片刻后,写完了一页。她搁下笔,站了起来,微笑道:“你自己歇吧,我去瞧瞧她们做的针线。”

她走了出去,朝前,渐渐地加快脚步。

她唤来了樊成。

樊成带着侍卫,随她回到木屋,推开门的时候,洛神被看到的一幕惊住了。

盲女还是那般坐在地上,但是手里,却多了一把匕首,匕首就对着阿鱼的脖颈。

这盲女也不再闭着眼睛了。

慢慢地抬头,睁眼,露出了一双洛神见过一次,便再也不会忘记的紫色眼睛。

“慕容替!”

洛神惊呼。

尽管面前这人,还穿着妇人的衣裳,一张脸,和洛神记忆中的丽容也大相径庭。但这双眼睛,和眼里流露出的那种阴冷,仿佛没有人的感情的眼神,她一见,立刻便认了出来。

慕容替望着洛神,唇角动了一动,似笑非笑:“是我。”

他抬手,抹了一抹,脸上那层泥似的东西,便纷纷搓落,露出了一张本来的面孔。

面前的这张脸,面色青白,两颊凹陷,瘦得几乎脱形。即便除去了外层的伪装,看起来和洛神在曲水流觞那日见过的风神秀异的容颜,也是变化极大。

几乎像是换了个人。

倘若不是方才起疑,想带人来查证个究竟,她又怎能想到,慕容替,这个她以为应该还在建康的鲜卑人,竟会以如此一种方式,出现在她的面前。
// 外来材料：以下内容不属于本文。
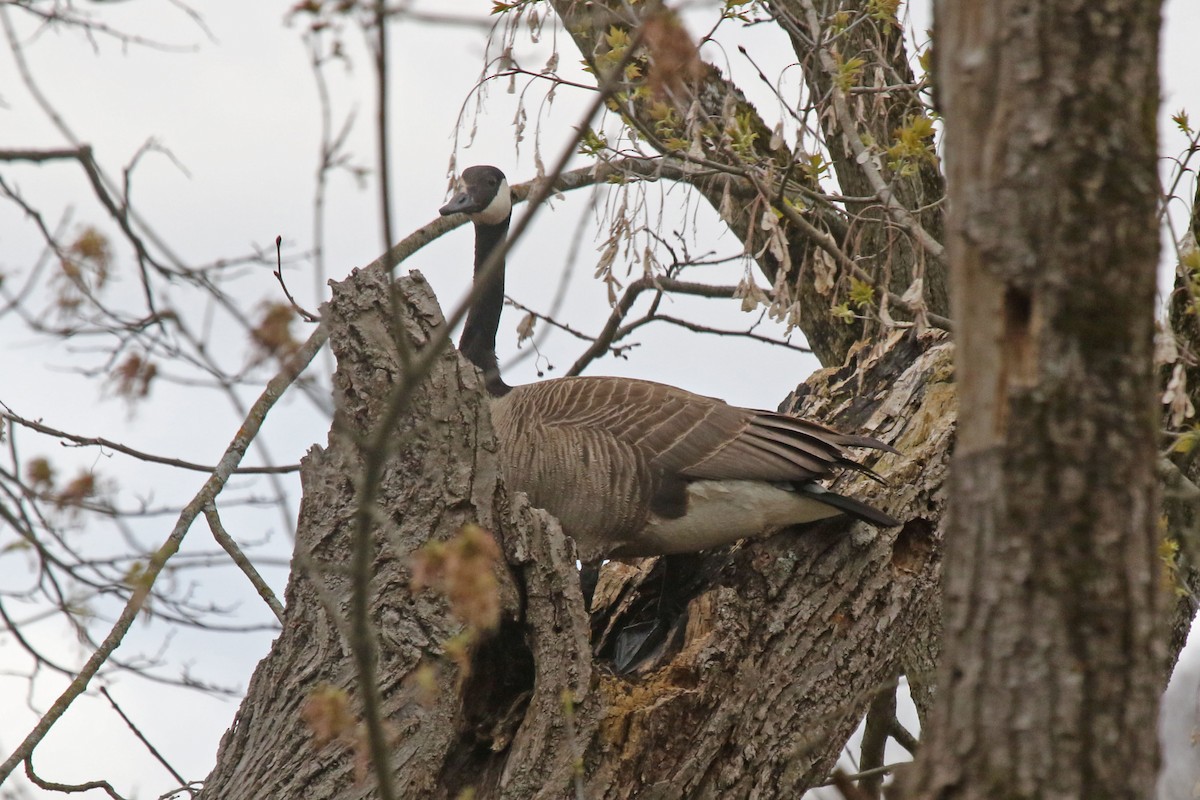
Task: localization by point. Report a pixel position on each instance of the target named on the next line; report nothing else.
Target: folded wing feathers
(699, 437)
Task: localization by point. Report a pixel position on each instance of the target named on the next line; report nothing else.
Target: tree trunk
(1054, 601)
(767, 657)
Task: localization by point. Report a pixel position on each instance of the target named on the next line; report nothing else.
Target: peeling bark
(773, 651)
(1054, 601)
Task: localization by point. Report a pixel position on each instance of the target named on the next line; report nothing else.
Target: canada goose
(633, 468)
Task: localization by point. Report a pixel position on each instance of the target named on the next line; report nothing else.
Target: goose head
(484, 197)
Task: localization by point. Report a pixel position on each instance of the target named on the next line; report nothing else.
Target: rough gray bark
(774, 649)
(1054, 601)
(441, 476)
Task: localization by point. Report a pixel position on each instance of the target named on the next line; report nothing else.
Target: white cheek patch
(498, 209)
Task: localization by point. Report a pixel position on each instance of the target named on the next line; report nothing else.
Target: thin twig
(306, 316)
(213, 486)
(226, 541)
(100, 441)
(154, 751)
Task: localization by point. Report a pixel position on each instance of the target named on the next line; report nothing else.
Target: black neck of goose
(478, 342)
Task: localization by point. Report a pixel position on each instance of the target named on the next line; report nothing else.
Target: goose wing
(690, 435)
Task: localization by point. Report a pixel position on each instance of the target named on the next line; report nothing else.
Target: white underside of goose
(721, 512)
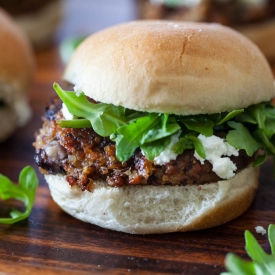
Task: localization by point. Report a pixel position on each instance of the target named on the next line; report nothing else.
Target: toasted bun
(171, 67)
(16, 75)
(157, 209)
(263, 35)
(41, 26)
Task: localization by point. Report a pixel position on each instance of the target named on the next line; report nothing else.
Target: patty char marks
(84, 157)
她救回来一头危险的野狼。同吃,甚至同睡,就这么一起过了十来日!

洛神脸色大变,心口乱跳。

但是这一刻,她来不及多想这些。

她看着被慕容替抓在手中的阿鱼。

她在哭,眼眸中充满了惊恐,不停地流泪。

“慕容替,你在城外野地快要病死的时候,是阿鱼发现你,救了你的!你若还是个人,你就不该如此对她!你还不放了她!”

阿鱼听到了自己的名字,拼命挣扎。

樊成大怒,立刻命人围上去,拔剑怒喝:“快放了她!”

慕容替面无表情,五指蓦然收紧,犹如一只鹰爪,紧紧地掐住了女童的脖颈。

阿鱼顿时难以呼吸,在他五指之下,闭着眼睛,脸憋得通红。

他一双冰冷眼眸看着洛神。“你的人再上来一步,我便折断她的脖子。”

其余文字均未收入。